If I'd had my father's chances, I'd have kept on fighting to the last ditch, Johnny thought. But I've got my own job. It isn't too late. And if the ship ever reaches a habitable world, I'll start right in working at it.
He glanced at the viziport images of a world that had given up and therefore had died, quickly and painlessly.
Johnny smiled.
He was so happy in his spaceship room that he never knew it when the real Blow-Up came.
The End
PARADISE STREET
Astounding Science Fiction - September 1950
(as by Lawrence O'Donnell)
The pioneer who carves some semblance of order, some way of life, from a raw planet naturally feels he owns the place. The settler who follows and tames the planet feels differently. And then there is always the third factor to set off the fireworks ...
-
Loki planet rolled its wild ranges and untrodden valleys up out of darkness toward morning under Morgan's thundering ship. Morgan was in a hurry. His jets roared out ice-plumes in the thin, high air; writing the scroll of his passage enormously in vapor across half Loki's pale sky. There was no other visible trace of man anywhere in the world.

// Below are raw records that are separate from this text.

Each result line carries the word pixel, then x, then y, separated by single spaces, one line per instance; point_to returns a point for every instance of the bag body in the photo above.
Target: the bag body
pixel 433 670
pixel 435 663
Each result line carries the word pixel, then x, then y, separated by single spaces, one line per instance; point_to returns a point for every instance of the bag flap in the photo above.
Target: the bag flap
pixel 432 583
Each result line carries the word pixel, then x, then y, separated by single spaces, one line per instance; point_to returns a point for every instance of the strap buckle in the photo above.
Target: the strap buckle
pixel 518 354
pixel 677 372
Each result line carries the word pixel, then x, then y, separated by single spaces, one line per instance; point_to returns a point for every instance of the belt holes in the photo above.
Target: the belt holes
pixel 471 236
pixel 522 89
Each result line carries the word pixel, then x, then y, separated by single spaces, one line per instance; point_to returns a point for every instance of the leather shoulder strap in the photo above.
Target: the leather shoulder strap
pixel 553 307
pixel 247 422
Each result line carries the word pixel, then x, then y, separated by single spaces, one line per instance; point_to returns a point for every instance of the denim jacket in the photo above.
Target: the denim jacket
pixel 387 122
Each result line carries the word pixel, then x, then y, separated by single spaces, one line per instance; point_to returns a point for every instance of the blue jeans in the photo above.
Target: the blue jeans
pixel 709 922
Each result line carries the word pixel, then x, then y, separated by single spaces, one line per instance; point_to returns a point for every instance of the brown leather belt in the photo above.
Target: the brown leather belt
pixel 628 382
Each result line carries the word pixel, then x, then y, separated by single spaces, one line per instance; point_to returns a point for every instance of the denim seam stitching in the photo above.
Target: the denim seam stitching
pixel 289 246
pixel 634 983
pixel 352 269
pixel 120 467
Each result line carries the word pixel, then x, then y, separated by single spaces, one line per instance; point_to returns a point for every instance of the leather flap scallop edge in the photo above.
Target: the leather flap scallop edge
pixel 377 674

Behind Morgan in the cargo bin there were three kegs with sehft washing about oilily inside them. They made the tiny cabin smell of cinnamon, and Morgan liked the smell. He liked it for itself, and for the pleasant memories it evoked of valley canebrakes and hillside forests where he had gathered his cargo in discomfort, danger and perfect freedom. He also liked it because it was going to be worth fifty thousand credits at Ancibel Key.

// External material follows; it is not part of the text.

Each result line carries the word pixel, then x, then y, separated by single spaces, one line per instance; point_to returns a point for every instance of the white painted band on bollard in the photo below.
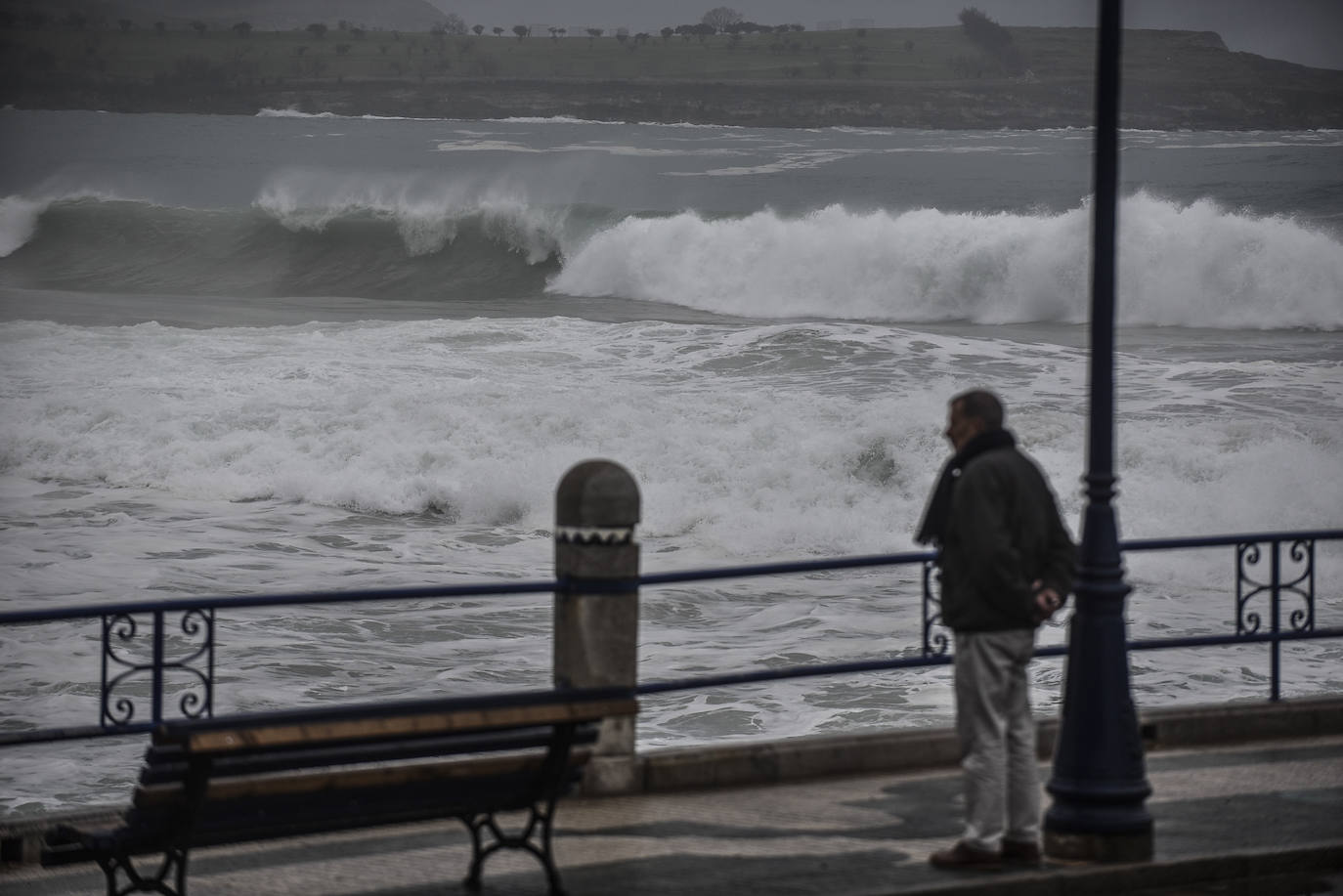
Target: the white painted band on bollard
pixel 593 533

Either fifty thousand, or nothing.
That depended on how soon he reached Ancibel Key. He had caught a microwave message back there in the predawn over Great Swamp, and he had been pushing his ship to top speed ever since. He had also been muttering angrily, kicking the ship along her course, cursing her and Loki planet and mankind in general, after the fashion of men who are much alone and talk to themselves for company.
Radar patterns pulsed noiselessly across the screen before him, and ahead under a blanket of morning fog he knew Ancibel Key lay sprawled. Around the edges of the fog he could see the telltale marks of civilization spread out upon the soil of Loki—carbon-blacked fields with neat straight roads between them, racks of orchards checkering the sides of valleys he remembered wild and lonely. He thought of old days not very long ago, when he had hunted the bearded Harvester bulls across these meadows and trapped sehft-rats where the orchards grew.
The sky was a little soiled already, above Ancibel Settlement. Morgan wrinkled his lean, leather face and spat.
"People!" he said with fierce contempt to the pulse of the radar pattern. "Settlers! Scum!"
Behind him in the clear morning the vapor-trail of his journey swept in one enormous plume clear back to the horizon, back over Wild Valley, over Lookout Peak and Nancy Lake and the Harvester Range. He decelerated above the invisible landing field, and the soft gray fog closed over him. The plume of the passage he had scrawled over half a planet dissipated slowly above the peaks and the lakes that had been his alone for a long time now, grew dim and broad, and vanished.
-
Morgan stamped into the assay office with a carboy of sehft swashing on his shoulder. He moved in a haze of cinnamon. The assay office was also general store, now. Morgan scowled around the too-neat shelves, the laden bins and labeled barrels. Toward the back a red-headed youngster with the dark tan of Mars on his freckled face was waiting on—yes, Morgan looked twice to make sure—a parson. A parson on Loki!
The Mars-tanned boy was belted into a slick silver apron. So was the storekeeper himself. Suppressing a snort of contempt, Morgan gazed past the heavy, bent shoulders of a settler in brown knitted orlon and met the keen and faded blue eyes of Warburg, assay agent turned storekeep.